---
license: apache-2.0
tags:
- qwen2
- pytorch
- transformers
- fox
- fine-tuned
- 7b
- coding
- assistant
- llm
- local-llm
base_model: teolm30/Fox-1.5-Nova
---

# 🦊 Fox 1.5 Nova

A fine-tuned Qwen2 7B model trained by teolm30, optimized for coding, reasoning, and general assistance.
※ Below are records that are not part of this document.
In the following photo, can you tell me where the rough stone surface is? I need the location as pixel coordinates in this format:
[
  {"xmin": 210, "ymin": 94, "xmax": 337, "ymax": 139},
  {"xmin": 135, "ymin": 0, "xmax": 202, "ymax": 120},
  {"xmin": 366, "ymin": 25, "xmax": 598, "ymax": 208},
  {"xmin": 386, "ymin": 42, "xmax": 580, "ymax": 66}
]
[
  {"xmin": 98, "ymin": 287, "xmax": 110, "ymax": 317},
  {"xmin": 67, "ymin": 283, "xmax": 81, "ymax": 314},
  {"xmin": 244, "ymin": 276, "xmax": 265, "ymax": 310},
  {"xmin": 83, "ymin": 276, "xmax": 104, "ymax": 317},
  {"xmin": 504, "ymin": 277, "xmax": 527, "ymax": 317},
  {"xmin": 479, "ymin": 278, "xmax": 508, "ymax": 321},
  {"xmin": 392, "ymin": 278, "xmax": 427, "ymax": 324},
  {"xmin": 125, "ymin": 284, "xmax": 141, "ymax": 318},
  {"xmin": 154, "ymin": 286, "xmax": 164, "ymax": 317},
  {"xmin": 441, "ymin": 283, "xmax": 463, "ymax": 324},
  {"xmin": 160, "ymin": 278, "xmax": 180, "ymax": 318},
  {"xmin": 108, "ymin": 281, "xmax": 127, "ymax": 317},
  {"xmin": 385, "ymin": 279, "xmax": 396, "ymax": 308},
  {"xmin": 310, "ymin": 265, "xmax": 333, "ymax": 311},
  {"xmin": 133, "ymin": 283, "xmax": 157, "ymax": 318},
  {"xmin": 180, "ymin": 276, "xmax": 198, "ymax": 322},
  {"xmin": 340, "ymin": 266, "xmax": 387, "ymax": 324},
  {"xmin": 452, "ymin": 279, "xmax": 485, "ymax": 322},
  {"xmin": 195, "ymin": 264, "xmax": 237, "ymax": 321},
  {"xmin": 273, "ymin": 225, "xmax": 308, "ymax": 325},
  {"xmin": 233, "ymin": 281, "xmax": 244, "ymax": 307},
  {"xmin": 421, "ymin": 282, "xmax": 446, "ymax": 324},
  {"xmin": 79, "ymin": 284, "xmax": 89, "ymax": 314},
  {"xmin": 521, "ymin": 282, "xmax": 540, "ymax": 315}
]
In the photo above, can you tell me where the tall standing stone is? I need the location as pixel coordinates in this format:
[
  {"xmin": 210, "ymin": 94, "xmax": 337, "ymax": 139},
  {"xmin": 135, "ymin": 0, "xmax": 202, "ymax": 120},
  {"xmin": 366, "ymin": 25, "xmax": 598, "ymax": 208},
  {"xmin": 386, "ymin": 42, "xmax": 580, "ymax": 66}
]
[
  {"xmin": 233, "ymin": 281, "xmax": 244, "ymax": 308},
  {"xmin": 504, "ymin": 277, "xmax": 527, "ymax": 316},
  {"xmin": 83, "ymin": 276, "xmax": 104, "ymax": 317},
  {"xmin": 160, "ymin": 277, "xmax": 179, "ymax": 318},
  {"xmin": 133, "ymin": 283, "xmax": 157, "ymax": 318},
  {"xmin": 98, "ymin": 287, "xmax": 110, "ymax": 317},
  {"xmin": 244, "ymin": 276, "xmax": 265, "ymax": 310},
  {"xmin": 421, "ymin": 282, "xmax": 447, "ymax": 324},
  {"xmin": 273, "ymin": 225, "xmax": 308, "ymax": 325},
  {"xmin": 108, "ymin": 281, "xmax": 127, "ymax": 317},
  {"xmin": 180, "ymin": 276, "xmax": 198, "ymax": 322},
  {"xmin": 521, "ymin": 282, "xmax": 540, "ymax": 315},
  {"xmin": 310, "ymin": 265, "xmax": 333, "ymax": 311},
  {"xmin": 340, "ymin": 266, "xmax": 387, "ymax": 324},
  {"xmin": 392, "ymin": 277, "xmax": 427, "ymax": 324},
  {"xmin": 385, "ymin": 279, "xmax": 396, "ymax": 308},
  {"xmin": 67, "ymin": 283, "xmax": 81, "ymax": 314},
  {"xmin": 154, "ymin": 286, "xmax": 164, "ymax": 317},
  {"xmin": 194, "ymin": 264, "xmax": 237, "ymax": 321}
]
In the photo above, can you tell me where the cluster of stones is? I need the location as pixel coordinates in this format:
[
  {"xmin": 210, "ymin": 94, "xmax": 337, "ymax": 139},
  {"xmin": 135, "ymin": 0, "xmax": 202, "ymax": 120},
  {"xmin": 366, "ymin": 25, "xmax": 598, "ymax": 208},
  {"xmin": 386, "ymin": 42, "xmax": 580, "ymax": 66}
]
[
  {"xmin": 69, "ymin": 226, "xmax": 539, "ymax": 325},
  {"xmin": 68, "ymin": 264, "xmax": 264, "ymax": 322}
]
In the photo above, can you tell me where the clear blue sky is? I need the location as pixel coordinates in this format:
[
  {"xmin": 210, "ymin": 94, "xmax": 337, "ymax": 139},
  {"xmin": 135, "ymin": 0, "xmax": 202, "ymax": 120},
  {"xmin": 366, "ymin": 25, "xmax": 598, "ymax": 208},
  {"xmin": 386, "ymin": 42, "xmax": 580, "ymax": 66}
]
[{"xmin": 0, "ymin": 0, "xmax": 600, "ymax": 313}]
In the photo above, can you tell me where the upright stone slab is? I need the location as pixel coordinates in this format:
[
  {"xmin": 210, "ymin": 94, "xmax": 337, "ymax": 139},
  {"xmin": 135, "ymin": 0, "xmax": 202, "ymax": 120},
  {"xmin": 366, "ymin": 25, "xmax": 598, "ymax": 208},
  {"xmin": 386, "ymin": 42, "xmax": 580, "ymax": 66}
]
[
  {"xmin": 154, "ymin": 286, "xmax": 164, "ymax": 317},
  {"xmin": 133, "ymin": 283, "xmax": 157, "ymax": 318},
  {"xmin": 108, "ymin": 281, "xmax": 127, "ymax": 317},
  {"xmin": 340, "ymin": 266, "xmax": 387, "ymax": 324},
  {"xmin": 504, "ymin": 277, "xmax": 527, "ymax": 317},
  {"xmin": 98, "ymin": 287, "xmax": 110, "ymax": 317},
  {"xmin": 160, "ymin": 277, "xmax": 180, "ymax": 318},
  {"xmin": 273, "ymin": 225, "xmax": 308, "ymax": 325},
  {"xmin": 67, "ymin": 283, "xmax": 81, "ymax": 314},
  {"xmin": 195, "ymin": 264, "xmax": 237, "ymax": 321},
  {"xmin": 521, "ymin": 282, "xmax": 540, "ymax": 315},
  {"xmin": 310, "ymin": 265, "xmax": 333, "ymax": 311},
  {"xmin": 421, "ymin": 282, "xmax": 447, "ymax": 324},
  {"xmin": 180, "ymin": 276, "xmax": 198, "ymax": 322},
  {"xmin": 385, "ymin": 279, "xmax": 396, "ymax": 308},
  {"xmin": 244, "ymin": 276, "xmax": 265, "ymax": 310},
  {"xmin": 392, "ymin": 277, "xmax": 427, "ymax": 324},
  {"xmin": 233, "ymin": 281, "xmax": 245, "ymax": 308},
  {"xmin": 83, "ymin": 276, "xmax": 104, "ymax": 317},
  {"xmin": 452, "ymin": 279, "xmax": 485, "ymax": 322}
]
Designed for fast local inference with full FP16 precision.

## ⚡ Performance Benchmarks

### Token Speed (tokens/sec, RTX 3090 / RTX 4090 estimated)

| Setting | Speed |
|---------|-------|
| FP16, 806 tokens prompting + 50 new | ~42 tok/s |
| FP16, 806 tokens prompting + 200 new | ~51 tok/s |
| FP16, 806 tokens prompting + 500 new | ~54 tok/s |
| FP16, long context (32K) | ~28 tok/s |

*Speed varies by hardware. On consumer GPUs (RTX 3090/4090) Fox 1.5 Nova runs comfortably at 40+ tok/s for typical generation lengths.*

### Accuracy Benchmarks

| Benchmark | Fox 1.5 Nova | Opus 4.6 | Notes |
|-----------|------------|---------|-------|
| **MMLU** (57-subject academic) | 71.2 | 92.1 | General knowledge, STEM + humanities |
| **HumanEval** (164 coding problems) | 67.4 | 92.4 | Code generation from docstrings |
| **GSM8K** (grade-school math) | 74.8 | 97.8 | Multi-step arithmetic reasoning |
| **MATH** (competition math) | 51.3 | 91.5 | AMC to AIME difficulty |
| **GPQA** (expert science) | 40.2 | 74.2 | Graduate-level biology/chemistry/physics |
| **SWE-bench** (real GitHub issues) | 17.8 | 58.4 | End-to-end issue resolution |
| **MT-Bench** (multi-turn, 1-10) | 8.1 | 9.4 | Instruction following quality |
| **MMMU** (multimodal reasoning) | 58.4 | 82.1 | University-level multimodal |

*Opus 4.6 scores sourced from TokenCalculator 2026 benchmark database. Fox 1.5 Nova scores are estimated from Qwen2-7B fine-tuning results with custom instruction tuning data. Opus 4.6 is a frontier model ~10x larger — Fox trades raw intelligence for local deployability.*

### Intelligence Summary

- **Strengths:** Fast local inference, coding assistance, instruction following, multi-turn conversation
- **Trade-offs:** Smaller than frontier models (Opus 4.6 class), lower expert-level reasoning (GPQA, MATH), less multimodal capability
- **Best for:** Developers wanting a fast local coding assistant, privacy-sensitive deployments, dev workflows on consumer GPU

*Opus 4.6 is a cloud-only frontier model ~10x larger than Fox 1.5 Nova. The comparison shows what you'd trade for local, private, fast inference.*

### How It Compares

| Model | Params | MMLU | HumanEval | Speed | Best For |
|-------|--------|------|-----------|-------|----------|
| **Fox 1.5 Nova** | 7B | 71.2 | 67.4 | ~40 tok/s | Local coding, fast dev use |
| **Opus 4.6** (Anthropic) | ~1T+ | 92.1 | 92.4 | ~15 tok/s | Frontier intelligence, cloud-only |
| **Qwen2-7B base** | 7B | 70.1 | 64.8 | ~42 tok/s | Baseline comparison |
| **Llama 3.3 70B** | 70B | 75.4 | 74.6 | ~12 tok/s | Higher accuracy, needs more VRAM |

## 💻 Terminal Usage

### Transformers (recommended)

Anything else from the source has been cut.